You have more views than impressions if a large amount of traffic to your video comes from outside of youtube.com. Not every instance where a viewer sees a video thumbnail will count as an impression and not all views come from thumbnail impressions. Learn what counts as a registered impression.
Why doesn't the CTR metric match my calculations?
Click-through rate is based only on views that come from a logged impression according to the chart above. If you divide the number of total views on a video by the number of impressions you may not see the same number as the click-through rate that's displayed in YouTube Analytics, as some views do not originate from thumbnail impressions. 
How do I get more impressions or higher CTR?
Higher click-through rate alone isn’t a strong indicator of success. To get a full picture of what interests viewers on your channel or videos, use our tips on using impressions and click-through rate data. In general, the best way to get more impressions is to consistently make great quality content that viewers love.

Why are my impressions & CTR low?

If it seems like your impressions are lower than they should be, here are some things to keep in mind when looking at your impressions data:
  • Not every instance where a viewer sees a video thumbnail will count as an impression and that not all views come from thumbnail impressions. Learn what counts as a registered impression.

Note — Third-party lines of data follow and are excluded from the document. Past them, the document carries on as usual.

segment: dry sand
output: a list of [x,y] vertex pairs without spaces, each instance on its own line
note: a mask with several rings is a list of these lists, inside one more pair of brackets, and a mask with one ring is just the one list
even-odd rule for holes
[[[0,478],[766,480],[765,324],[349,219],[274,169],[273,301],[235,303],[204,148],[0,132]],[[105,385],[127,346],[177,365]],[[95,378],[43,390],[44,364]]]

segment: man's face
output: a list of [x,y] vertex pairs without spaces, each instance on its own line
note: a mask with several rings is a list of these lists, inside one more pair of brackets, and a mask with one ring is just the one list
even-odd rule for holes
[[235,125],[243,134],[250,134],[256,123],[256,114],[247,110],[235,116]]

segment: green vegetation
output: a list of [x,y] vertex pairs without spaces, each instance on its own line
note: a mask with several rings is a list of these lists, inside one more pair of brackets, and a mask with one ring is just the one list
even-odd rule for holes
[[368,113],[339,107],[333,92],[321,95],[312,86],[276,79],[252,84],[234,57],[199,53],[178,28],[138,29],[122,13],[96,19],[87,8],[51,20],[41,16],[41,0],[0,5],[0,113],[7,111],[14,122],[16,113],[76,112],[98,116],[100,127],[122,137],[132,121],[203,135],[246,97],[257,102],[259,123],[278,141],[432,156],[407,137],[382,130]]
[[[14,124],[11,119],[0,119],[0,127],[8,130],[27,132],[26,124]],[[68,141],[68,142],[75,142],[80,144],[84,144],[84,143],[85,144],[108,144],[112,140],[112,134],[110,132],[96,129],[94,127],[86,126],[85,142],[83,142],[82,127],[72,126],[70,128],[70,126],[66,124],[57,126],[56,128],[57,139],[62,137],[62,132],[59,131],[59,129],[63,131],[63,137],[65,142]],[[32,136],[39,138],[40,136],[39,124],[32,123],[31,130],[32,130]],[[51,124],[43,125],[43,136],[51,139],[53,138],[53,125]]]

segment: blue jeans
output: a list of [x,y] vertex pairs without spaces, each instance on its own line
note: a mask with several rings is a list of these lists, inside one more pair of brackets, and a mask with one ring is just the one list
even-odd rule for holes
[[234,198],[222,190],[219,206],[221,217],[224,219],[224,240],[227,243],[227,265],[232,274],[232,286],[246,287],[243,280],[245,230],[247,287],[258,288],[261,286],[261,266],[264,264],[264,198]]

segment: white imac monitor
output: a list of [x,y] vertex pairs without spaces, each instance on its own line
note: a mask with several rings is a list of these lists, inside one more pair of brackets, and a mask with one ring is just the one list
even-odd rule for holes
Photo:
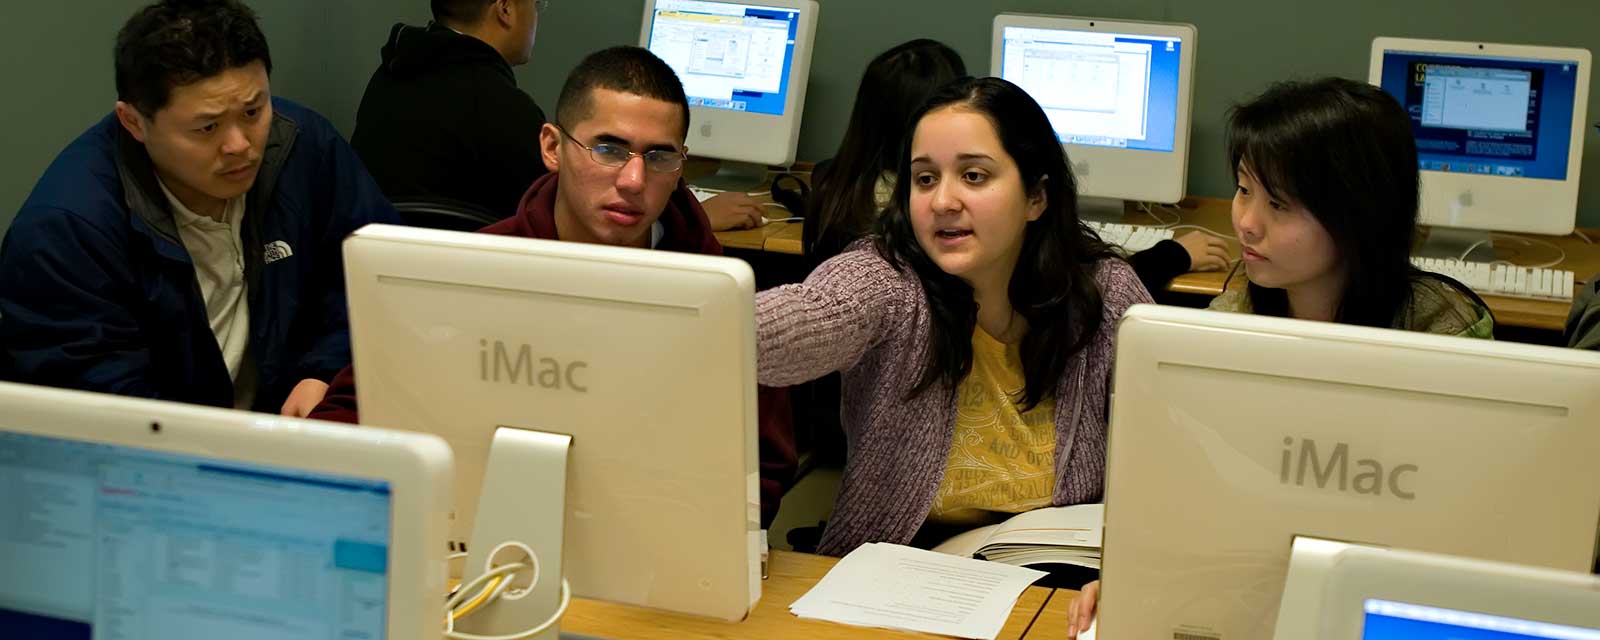
[[1274,640],[1600,640],[1600,576],[1295,541]]
[[1117,222],[1123,201],[1182,200],[1189,174],[1194,25],[1003,13],[989,72],[1050,117],[1079,210]]
[[1572,233],[1589,65],[1586,49],[1373,40],[1368,80],[1411,114],[1425,255],[1460,258],[1483,231]]
[[438,438],[0,384],[0,636],[432,640]]
[[794,163],[816,24],[816,0],[645,1],[639,46],[683,81],[689,153],[723,161],[697,184],[749,189]]
[[1296,536],[1587,572],[1600,353],[1136,306],[1107,638],[1272,638]]
[[[530,596],[542,609],[486,608],[469,632],[541,622],[562,575],[576,596],[725,620],[750,611],[761,550],[749,265],[384,225],[353,234],[344,258],[362,422],[454,448],[464,578],[511,539],[547,576]],[[570,438],[570,454],[486,481],[516,453],[503,440],[540,434]]]

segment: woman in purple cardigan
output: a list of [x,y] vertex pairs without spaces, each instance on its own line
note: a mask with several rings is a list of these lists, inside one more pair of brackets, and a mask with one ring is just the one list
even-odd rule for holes
[[843,373],[829,555],[1098,501],[1112,337],[1150,301],[1021,88],[956,80],[911,122],[876,235],[757,296],[762,384]]

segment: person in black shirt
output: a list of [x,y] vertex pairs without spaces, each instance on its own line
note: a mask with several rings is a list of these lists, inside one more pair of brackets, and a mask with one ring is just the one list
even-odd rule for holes
[[[548,170],[539,155],[545,113],[511,69],[532,59],[548,4],[432,0],[432,22],[390,29],[350,139],[385,195],[516,213]],[[742,193],[702,206],[717,231],[761,222],[761,205]]]

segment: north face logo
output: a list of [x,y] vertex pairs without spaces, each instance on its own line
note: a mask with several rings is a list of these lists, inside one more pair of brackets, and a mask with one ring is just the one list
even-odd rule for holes
[[268,242],[264,251],[265,252],[262,254],[261,259],[266,264],[272,264],[294,255],[294,249],[290,249],[289,243],[282,240],[273,240],[272,242]]

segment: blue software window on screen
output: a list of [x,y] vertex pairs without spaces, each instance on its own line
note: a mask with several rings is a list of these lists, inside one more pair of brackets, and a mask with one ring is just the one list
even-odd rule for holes
[[678,73],[689,106],[781,116],[800,12],[710,0],[657,0],[650,52]]
[[1383,54],[1383,89],[1411,115],[1424,171],[1567,179],[1578,63]]
[[1171,152],[1178,38],[1006,27],[1000,77],[1044,108],[1063,144]]
[[1361,640],[1600,640],[1600,629],[1369,599]]
[[387,483],[0,434],[0,636],[381,640]]

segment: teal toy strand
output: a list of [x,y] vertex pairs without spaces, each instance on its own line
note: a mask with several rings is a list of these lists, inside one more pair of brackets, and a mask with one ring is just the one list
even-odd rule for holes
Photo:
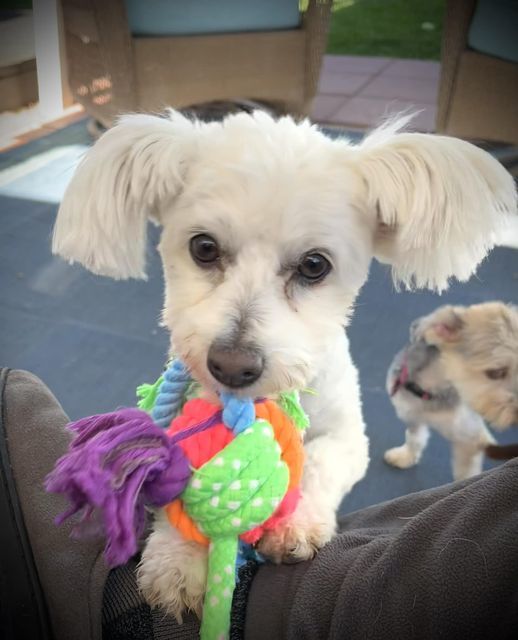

  • Older videos may have more impressions since they'll continue to be surfaced to audiences as long as they're on YouTube. To get a more defined view of how your videos are currently doing, look at the first 7 days after upload to compare impressions data for different videos. 
  • As your videos become more popular, they may be shown to a wider audience beyond your core viewers. This can result in a lower click-through rate (even if you see an increase in overall views and watch time).
  • Use the traffic sources report to see click-through rate by traffic source. This can give you an indication of how your thumbnails and titles are doing in converting impressions to views in different contexts.
Avoid trying to increase your CTR using thumbnails or titles that are clickbait. YouTube will recommend a video to viewers if the video is relevant to them and if the video's average view duration indicates that viewers find it interesting. Clickbait videos tend to have low average view duration and therefore are less likely to get recommended by YouTube. You can tell if your thumbnail is clickbait if it's getting high CTR but low average view duration and lower than expected Impressions. 
Wondering whether your impressions click-through rate is high or low? Get tips to understand how your click-through rate relates to your channel's overall success
How do impressions relate to monetization?
If a video is not suitable for a broad audience according to our Community Guidelines, it can limit the number of impressions the video gets. This could also lead to fewer views and, as a result, less revenue. In addition, if a video is not suitable for most advertisers according to the advertiser-friendly content guidelines, the video may get limited or no ads.